"A mi marido. Siempre. 12 de agosto, 1860."
(Fragmento)
- Hablé con ella anoche. Me contó la historia, me lo contó todo. No creo que haya problema -me miraba, observaba mi cara-. Te la compraré, entonces.
- No puedo vender lo que no es mío.
- Déjame mirarla, entonces. Te la devolveré. Hablé con ella anoche. No será nada incorrecto.
Me la entregó. La caja se había fundido un tanto; la cerradura que Judith había cerrado a golpes para siempre se había reducido a una fina línea a lo largo de la juntura: podría abrirse tal vez con una hoja de un cuchillo. Pero fue precisa un hacha.
La fotografía estaba intacta. Miré la cara y pensé tranquila, estúpidamente (somnoliento, empapado y sin haber desayunado, estaba un poco alelado); la contemplé sereno: "Vaya, creía que era rubia..." Entonces desperté, volví a la vida.

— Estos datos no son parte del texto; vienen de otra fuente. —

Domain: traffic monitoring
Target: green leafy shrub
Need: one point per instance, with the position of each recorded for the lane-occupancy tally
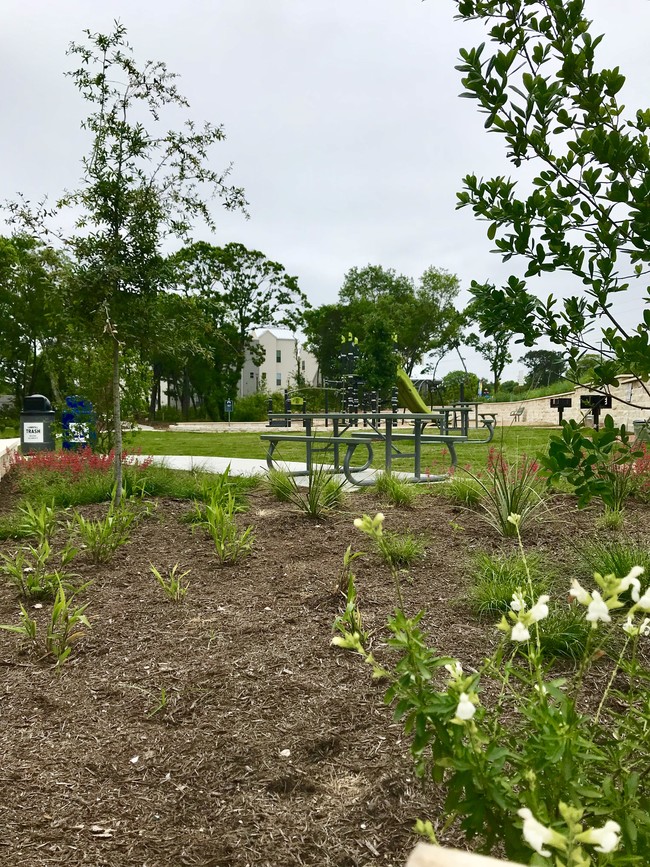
(496, 578)
(103, 536)
(595, 463)
(394, 490)
(172, 584)
(510, 489)
(400, 549)
(557, 765)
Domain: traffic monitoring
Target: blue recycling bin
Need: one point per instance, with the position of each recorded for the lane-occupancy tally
(79, 423)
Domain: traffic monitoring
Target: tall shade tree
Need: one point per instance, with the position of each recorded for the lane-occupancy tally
(420, 319)
(141, 183)
(495, 349)
(251, 289)
(36, 326)
(587, 211)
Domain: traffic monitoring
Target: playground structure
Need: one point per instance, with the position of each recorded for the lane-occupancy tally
(448, 426)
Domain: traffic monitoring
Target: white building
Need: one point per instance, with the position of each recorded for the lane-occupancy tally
(284, 359)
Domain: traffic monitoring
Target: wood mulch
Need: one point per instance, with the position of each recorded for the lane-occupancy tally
(272, 747)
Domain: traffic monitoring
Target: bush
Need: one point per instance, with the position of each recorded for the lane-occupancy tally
(496, 578)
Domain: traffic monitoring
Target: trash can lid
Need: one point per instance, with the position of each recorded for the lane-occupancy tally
(36, 403)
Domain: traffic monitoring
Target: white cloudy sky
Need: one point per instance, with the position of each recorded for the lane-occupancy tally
(342, 119)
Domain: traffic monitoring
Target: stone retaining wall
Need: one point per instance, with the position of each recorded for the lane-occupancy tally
(537, 411)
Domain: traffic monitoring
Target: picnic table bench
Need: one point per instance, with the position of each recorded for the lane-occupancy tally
(325, 445)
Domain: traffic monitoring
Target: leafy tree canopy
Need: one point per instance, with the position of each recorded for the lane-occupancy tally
(544, 366)
(588, 211)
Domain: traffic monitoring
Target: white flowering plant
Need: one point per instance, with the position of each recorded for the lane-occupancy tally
(550, 770)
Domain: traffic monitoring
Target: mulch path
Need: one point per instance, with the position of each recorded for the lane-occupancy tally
(91, 775)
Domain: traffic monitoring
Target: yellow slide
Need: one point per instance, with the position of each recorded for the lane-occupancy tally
(408, 394)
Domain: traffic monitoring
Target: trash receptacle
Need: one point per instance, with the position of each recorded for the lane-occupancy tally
(642, 430)
(78, 421)
(36, 424)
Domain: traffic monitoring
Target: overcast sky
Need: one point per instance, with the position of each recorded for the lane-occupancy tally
(342, 119)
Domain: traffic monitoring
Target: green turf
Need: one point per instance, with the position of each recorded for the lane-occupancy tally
(513, 440)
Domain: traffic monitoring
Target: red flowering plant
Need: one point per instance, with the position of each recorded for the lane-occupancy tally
(509, 489)
(71, 477)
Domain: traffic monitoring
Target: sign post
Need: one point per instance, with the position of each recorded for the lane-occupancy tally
(596, 402)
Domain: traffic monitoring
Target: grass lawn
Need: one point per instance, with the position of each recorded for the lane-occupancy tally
(513, 441)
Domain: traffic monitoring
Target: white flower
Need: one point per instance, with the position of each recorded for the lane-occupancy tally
(465, 709)
(519, 632)
(644, 602)
(598, 609)
(518, 602)
(455, 669)
(539, 610)
(632, 580)
(579, 593)
(604, 839)
(629, 627)
(536, 835)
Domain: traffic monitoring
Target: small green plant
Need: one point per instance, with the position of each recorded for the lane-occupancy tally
(173, 584)
(534, 763)
(280, 484)
(65, 626)
(399, 550)
(39, 523)
(466, 492)
(103, 536)
(349, 622)
(161, 704)
(613, 557)
(509, 489)
(32, 573)
(394, 490)
(322, 495)
(218, 518)
(28, 628)
(564, 633)
(611, 519)
(496, 578)
(596, 463)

Miré con calma aquel rostro suave, oval, sin mácula; la boca carnosa, llena, un tanto flácida, los ojos ardientes, adormilados, sigilosos, el pelo de tinta con su casi imperceptible aunque inequívoca tiesura: el sello trágico e indeleble de la sangre negra. La dedicatoria estaba en francés: "A mon mari. Toujours. 12 Août 1860".

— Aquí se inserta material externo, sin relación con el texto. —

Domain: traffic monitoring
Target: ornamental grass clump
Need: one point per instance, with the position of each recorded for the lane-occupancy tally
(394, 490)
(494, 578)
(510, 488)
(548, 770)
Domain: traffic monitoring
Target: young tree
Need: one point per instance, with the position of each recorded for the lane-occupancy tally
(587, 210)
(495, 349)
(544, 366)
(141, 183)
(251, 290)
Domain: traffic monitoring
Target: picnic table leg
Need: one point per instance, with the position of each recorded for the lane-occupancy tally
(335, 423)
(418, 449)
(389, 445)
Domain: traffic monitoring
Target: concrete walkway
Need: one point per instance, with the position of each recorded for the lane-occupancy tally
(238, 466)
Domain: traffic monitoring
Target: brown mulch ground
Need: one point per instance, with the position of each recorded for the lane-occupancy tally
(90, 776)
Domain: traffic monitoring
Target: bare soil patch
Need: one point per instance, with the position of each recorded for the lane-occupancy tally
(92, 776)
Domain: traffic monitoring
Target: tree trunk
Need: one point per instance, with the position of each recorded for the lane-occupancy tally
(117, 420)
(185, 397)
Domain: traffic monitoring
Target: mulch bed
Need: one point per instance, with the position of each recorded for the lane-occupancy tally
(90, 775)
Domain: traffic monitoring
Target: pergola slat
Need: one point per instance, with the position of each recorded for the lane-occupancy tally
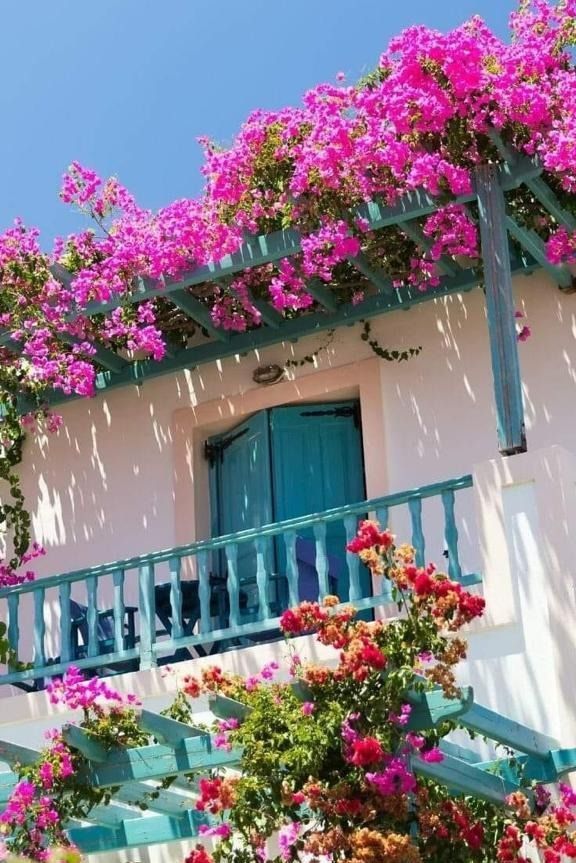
(379, 279)
(533, 244)
(261, 337)
(445, 265)
(172, 815)
(199, 313)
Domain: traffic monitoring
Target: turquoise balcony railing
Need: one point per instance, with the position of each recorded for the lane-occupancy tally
(211, 595)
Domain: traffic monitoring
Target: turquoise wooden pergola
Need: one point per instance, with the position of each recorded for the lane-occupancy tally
(134, 776)
(500, 262)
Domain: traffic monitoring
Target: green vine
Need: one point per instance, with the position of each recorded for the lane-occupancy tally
(394, 356)
(311, 358)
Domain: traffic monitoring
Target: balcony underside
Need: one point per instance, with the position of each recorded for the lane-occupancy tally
(220, 594)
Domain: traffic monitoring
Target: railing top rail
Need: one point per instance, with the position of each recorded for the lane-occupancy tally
(219, 542)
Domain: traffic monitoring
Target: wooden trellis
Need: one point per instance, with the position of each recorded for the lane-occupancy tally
(134, 775)
(500, 262)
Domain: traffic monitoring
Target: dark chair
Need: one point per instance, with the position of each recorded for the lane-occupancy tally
(219, 608)
(105, 635)
(79, 636)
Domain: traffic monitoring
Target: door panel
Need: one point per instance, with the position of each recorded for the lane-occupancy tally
(241, 490)
(317, 464)
(281, 464)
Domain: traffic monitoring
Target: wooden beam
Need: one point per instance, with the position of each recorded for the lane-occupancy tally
(164, 802)
(269, 248)
(507, 731)
(168, 730)
(157, 761)
(466, 778)
(412, 230)
(14, 753)
(137, 832)
(374, 275)
(500, 310)
(430, 708)
(323, 295)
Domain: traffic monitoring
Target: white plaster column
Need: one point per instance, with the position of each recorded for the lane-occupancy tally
(523, 655)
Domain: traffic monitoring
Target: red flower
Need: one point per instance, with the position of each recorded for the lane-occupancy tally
(199, 855)
(373, 656)
(369, 536)
(366, 751)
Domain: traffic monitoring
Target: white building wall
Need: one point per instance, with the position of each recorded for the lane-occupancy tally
(126, 473)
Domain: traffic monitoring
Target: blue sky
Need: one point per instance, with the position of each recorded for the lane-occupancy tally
(126, 86)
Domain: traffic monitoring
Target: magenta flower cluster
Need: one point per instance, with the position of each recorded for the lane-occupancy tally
(422, 120)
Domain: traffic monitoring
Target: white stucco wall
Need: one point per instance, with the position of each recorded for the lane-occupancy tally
(126, 475)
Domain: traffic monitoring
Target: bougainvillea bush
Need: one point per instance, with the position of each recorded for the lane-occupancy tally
(328, 754)
(425, 118)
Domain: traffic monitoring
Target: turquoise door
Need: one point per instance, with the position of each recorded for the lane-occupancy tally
(284, 463)
(317, 464)
(240, 485)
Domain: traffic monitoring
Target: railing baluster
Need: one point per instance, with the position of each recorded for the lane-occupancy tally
(147, 614)
(292, 573)
(382, 516)
(204, 591)
(13, 625)
(65, 622)
(176, 597)
(415, 507)
(451, 535)
(92, 614)
(39, 628)
(321, 559)
(352, 560)
(233, 583)
(262, 578)
(119, 609)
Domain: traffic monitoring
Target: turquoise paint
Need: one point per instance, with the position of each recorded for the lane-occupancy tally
(500, 310)
(257, 544)
(317, 464)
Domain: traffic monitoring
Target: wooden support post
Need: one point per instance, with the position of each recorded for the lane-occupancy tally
(500, 310)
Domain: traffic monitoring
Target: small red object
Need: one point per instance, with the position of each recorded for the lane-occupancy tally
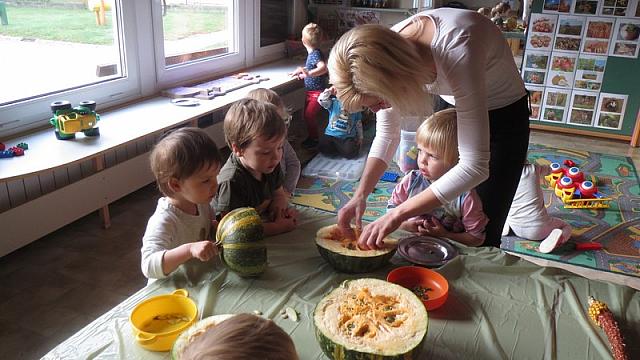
(17, 151)
(588, 246)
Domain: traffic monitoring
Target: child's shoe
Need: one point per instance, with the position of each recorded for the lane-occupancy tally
(553, 241)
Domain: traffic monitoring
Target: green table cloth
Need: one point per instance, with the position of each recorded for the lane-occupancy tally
(499, 306)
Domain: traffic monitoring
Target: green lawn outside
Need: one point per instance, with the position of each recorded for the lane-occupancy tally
(79, 25)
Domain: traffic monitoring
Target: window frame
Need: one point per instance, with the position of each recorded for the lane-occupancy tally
(142, 42)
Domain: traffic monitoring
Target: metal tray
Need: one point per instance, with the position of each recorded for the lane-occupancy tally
(426, 251)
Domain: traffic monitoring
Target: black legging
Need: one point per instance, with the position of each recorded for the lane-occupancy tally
(509, 142)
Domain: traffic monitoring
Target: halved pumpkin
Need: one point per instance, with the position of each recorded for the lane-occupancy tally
(344, 255)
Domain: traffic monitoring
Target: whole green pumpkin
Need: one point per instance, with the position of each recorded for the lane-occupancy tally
(243, 249)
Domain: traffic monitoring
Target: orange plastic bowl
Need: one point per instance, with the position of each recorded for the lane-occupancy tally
(412, 276)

Y volví a mirar aquella malhadada y apasionada cara con su calidad intensa y saciadora de pétalo de magnolia -la cara que inintencionadamente había destruido tres vidas-, y entendí entonces por qué el tutor de Charles Bon le había enviado a estudiar tan lejos, al norte del Mississippi, y qué era lo que para Henry Sutpen, fruto de generaciones, nacido ya con lo que era y lo que creía y lo que pensaba, era peor que el matrimonio y agravaba la bigamia hasta el punto de que la pistola no era sólo justificable, sino inevitable.
- Eso es todo lo que hay dentro -dijo la negra.
William Faulkner (Estados Unidos, 1897-1962). Obtuvo el premio Nobel en 1949.